The M2 money supply and national debt charts tell the story. Despite promises of fiscal responsibility and monetary restraint, both metrics continue reaching new highs under every administration.
This isn't partisan politics, it's mathematical reality. Understanding this trend helps explain asset price inflation and why holding cash long-term remains a losing strategy.
The Bottom Line: What This All Means for Your Portfolio in 2026
The markets have spent 2025 proving that conventional wisdom isn't wisdom at all. Here's how to position yourself better in 2026:
1. Embrace Momentum Over Mean Reversion Strong trends tend to continue longer than expected. Don't fight obvious momentum based on "it can't go higher" thinking.

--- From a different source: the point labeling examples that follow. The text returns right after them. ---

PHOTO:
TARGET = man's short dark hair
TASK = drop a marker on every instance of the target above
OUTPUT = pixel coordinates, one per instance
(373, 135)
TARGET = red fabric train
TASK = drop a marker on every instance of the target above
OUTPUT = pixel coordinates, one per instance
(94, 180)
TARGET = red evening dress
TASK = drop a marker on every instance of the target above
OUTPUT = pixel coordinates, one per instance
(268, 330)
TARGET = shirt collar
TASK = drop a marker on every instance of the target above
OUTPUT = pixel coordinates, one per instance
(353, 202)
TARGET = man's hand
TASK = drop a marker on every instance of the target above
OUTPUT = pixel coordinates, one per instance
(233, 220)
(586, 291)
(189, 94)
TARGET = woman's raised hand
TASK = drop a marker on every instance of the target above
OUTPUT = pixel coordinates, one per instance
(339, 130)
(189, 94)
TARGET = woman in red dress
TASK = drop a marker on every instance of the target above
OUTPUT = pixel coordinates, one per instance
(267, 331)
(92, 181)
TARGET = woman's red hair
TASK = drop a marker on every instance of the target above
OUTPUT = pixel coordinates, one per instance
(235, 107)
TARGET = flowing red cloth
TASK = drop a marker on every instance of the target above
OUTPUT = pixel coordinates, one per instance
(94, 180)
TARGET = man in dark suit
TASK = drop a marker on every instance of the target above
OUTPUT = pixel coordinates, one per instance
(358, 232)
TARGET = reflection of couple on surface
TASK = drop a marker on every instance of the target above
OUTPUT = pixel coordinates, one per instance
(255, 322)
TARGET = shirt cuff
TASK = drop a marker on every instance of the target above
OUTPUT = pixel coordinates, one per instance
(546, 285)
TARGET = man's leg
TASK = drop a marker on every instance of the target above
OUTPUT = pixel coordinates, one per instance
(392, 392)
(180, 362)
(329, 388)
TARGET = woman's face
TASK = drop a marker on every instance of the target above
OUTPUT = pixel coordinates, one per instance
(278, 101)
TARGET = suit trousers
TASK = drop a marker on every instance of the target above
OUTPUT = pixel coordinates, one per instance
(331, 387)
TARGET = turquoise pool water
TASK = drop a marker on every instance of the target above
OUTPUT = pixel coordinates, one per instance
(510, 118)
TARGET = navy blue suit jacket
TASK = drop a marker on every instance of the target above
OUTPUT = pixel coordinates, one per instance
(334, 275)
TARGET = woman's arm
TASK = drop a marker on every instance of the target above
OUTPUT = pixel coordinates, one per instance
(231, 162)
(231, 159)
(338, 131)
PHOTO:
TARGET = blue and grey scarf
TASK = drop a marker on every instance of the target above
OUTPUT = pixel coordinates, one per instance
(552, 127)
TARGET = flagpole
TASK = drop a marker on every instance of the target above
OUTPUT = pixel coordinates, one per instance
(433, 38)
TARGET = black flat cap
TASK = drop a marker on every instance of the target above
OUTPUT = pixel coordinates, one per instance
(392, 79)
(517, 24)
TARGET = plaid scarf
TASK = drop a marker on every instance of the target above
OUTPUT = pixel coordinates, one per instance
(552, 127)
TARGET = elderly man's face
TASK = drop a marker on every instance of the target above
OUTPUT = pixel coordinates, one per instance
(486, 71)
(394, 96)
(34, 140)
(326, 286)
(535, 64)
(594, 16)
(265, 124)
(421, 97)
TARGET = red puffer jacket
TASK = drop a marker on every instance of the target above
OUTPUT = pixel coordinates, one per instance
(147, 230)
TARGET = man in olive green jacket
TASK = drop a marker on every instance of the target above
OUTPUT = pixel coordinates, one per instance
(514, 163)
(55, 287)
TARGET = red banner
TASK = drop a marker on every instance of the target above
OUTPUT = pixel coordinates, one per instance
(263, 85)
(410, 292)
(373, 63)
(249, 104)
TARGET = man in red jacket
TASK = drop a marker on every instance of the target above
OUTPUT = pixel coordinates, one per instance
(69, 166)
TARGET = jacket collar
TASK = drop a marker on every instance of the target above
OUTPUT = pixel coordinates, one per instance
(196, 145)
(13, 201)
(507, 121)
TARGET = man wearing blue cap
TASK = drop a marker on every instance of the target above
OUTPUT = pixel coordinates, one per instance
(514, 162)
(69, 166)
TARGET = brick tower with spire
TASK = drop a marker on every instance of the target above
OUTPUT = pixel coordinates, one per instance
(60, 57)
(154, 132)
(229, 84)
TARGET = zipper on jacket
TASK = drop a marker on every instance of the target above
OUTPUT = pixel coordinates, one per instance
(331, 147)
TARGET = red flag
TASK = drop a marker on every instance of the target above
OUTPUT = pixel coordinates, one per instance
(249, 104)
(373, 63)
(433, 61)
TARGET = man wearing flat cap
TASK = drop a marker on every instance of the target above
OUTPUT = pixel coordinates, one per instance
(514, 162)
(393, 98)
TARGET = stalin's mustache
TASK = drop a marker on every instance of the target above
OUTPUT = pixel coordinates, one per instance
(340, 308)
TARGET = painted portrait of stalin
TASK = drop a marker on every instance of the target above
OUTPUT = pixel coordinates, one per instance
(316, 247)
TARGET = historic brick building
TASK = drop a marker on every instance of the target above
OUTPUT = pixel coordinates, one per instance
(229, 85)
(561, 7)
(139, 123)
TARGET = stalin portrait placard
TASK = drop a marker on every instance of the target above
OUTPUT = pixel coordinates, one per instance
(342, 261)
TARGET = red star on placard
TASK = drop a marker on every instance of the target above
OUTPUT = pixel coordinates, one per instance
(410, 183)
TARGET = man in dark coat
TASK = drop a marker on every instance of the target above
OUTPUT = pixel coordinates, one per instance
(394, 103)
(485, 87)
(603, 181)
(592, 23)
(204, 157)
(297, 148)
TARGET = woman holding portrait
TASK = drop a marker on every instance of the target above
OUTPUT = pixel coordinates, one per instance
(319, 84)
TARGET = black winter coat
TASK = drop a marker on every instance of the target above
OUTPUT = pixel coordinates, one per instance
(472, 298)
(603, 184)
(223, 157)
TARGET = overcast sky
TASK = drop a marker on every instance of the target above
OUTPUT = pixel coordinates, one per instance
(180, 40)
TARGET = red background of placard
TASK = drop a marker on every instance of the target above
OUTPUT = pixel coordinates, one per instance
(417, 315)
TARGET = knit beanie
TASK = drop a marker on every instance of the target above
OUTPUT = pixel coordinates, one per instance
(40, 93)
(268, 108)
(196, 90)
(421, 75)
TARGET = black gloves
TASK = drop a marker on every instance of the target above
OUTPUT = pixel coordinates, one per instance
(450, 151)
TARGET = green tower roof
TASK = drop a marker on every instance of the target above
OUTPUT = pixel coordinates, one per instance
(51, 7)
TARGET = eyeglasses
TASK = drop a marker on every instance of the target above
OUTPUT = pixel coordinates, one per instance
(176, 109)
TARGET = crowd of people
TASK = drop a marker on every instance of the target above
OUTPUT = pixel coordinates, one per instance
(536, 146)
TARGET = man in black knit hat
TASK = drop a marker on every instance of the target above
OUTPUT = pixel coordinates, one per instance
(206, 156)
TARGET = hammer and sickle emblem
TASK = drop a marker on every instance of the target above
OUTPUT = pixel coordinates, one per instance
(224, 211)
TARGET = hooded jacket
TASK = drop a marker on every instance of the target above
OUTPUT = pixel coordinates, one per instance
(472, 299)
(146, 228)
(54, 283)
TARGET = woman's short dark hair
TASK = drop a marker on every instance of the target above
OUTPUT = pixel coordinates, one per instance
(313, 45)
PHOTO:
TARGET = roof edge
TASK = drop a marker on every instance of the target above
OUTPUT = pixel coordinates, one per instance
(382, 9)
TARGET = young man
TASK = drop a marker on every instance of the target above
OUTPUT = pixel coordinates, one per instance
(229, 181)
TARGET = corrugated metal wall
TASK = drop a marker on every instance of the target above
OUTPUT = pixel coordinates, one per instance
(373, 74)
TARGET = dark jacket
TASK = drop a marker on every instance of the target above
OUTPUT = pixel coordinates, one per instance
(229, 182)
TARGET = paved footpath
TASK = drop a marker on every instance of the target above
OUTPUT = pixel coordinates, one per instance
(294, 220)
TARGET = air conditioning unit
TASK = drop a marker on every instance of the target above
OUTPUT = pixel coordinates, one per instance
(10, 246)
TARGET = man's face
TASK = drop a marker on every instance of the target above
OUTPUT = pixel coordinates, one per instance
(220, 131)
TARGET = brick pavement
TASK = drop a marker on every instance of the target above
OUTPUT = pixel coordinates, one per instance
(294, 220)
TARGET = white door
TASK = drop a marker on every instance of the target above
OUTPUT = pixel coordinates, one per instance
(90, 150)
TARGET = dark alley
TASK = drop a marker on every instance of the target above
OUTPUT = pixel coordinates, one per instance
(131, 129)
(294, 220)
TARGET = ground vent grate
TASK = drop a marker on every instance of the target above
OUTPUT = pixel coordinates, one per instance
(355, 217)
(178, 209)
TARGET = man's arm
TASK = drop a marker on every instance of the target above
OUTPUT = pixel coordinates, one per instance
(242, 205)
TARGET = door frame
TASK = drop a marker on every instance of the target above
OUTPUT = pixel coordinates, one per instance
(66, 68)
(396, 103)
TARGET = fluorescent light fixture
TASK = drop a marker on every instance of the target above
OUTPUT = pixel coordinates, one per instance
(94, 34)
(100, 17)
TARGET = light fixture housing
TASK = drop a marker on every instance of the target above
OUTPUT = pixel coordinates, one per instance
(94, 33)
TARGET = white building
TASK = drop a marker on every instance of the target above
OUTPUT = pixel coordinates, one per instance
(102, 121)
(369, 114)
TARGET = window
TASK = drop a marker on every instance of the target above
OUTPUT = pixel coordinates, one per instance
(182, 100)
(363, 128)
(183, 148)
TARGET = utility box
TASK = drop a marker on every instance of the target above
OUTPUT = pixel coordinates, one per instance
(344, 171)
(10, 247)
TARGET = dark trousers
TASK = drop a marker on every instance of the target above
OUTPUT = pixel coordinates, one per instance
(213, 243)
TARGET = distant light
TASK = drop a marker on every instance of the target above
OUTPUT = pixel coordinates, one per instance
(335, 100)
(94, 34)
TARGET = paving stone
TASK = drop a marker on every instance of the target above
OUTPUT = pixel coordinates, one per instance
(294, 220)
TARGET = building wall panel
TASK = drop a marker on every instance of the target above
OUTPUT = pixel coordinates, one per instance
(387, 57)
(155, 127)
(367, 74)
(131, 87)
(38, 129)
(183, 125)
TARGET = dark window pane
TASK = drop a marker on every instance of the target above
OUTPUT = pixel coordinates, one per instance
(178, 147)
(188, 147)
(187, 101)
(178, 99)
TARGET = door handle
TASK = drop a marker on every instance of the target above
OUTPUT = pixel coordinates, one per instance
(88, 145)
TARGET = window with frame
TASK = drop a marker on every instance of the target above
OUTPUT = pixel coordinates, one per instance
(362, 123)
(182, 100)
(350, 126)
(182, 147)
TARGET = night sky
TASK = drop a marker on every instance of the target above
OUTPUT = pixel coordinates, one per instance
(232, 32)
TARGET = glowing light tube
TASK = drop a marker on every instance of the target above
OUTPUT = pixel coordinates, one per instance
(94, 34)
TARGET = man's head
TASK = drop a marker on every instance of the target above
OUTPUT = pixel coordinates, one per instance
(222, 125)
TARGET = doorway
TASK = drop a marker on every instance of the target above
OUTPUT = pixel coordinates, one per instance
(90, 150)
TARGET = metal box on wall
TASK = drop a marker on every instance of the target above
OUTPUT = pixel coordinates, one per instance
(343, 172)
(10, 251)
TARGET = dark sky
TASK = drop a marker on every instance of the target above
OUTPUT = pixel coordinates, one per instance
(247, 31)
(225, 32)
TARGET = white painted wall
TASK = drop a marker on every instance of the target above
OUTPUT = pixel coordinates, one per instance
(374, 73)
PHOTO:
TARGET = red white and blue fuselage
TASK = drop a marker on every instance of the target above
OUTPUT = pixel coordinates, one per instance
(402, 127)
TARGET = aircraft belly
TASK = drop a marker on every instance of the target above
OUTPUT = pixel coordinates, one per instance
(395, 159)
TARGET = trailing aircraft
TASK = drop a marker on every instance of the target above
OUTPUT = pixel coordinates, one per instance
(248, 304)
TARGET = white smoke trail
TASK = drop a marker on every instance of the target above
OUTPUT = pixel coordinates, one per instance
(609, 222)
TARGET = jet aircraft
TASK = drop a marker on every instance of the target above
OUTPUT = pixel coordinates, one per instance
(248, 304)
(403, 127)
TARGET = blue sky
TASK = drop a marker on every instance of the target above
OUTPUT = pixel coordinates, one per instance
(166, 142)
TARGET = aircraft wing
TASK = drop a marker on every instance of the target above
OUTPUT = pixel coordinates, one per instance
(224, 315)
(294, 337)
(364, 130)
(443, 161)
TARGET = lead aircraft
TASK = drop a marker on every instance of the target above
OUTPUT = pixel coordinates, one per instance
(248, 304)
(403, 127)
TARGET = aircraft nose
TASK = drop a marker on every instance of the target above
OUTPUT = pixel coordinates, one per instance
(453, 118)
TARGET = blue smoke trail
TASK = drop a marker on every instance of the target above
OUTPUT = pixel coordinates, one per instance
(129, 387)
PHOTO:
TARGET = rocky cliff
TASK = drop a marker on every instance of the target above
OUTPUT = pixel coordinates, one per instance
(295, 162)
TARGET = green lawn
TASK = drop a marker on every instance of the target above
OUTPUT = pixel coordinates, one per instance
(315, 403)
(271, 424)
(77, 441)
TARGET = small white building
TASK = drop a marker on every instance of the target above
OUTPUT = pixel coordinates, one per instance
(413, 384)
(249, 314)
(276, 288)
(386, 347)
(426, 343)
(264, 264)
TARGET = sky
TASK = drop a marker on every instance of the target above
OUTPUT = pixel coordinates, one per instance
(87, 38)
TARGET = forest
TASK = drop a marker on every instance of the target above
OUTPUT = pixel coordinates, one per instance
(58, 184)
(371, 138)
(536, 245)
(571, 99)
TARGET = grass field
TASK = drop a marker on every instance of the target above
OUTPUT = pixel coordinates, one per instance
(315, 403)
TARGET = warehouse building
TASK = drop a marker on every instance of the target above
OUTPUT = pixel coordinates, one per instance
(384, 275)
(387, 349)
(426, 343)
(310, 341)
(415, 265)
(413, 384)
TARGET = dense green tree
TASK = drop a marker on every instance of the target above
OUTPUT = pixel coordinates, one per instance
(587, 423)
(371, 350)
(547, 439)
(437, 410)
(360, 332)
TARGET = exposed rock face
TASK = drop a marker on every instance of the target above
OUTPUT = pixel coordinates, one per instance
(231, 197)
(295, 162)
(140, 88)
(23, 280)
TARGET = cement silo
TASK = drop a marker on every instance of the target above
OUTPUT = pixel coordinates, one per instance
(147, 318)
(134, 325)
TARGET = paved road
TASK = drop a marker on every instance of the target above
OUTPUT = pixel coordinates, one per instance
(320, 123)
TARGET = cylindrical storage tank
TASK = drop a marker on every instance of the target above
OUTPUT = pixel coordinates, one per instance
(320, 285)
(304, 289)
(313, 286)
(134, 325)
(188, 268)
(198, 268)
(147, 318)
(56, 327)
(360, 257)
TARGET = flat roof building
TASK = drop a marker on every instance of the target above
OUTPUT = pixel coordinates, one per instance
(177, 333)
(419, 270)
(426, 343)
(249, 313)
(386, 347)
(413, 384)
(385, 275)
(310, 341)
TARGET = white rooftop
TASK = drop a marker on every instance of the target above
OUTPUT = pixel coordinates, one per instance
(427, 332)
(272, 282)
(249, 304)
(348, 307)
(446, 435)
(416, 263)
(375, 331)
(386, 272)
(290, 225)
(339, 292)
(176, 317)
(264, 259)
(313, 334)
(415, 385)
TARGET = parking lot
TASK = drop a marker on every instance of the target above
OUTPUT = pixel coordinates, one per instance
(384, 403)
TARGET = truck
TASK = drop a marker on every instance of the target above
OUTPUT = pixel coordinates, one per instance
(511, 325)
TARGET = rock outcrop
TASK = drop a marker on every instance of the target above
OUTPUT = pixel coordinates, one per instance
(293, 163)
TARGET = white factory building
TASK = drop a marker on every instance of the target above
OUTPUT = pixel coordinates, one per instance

2. Diversify Across Time, Not Just Assets Dollar-cost averaging into quality index funds like SPY and QQQ works because it prevents you from making emotion-driven timing mistakes.
3. Question Everything, Verify Nothing Every "market truth" you think you know has been wrong before and will be wrong again. Stay flexible and data-driven.
4. Prepare for Extremes Markets don't follow normal distributions. The biggest gains and losses happen faster and more violently than statistics predict.
5. Focus on What You Can Control You can't control market direction, Fed policy, or geopolitical events. You can control your costs, diversification, and emotional responses.
Disclaimer: All information here is for educational purposes only. This is not financial advice. Please do your own research and speak with a licensed advisor before making any investment decisions. Past performance is not indicative of future returns, and that's exactly the point.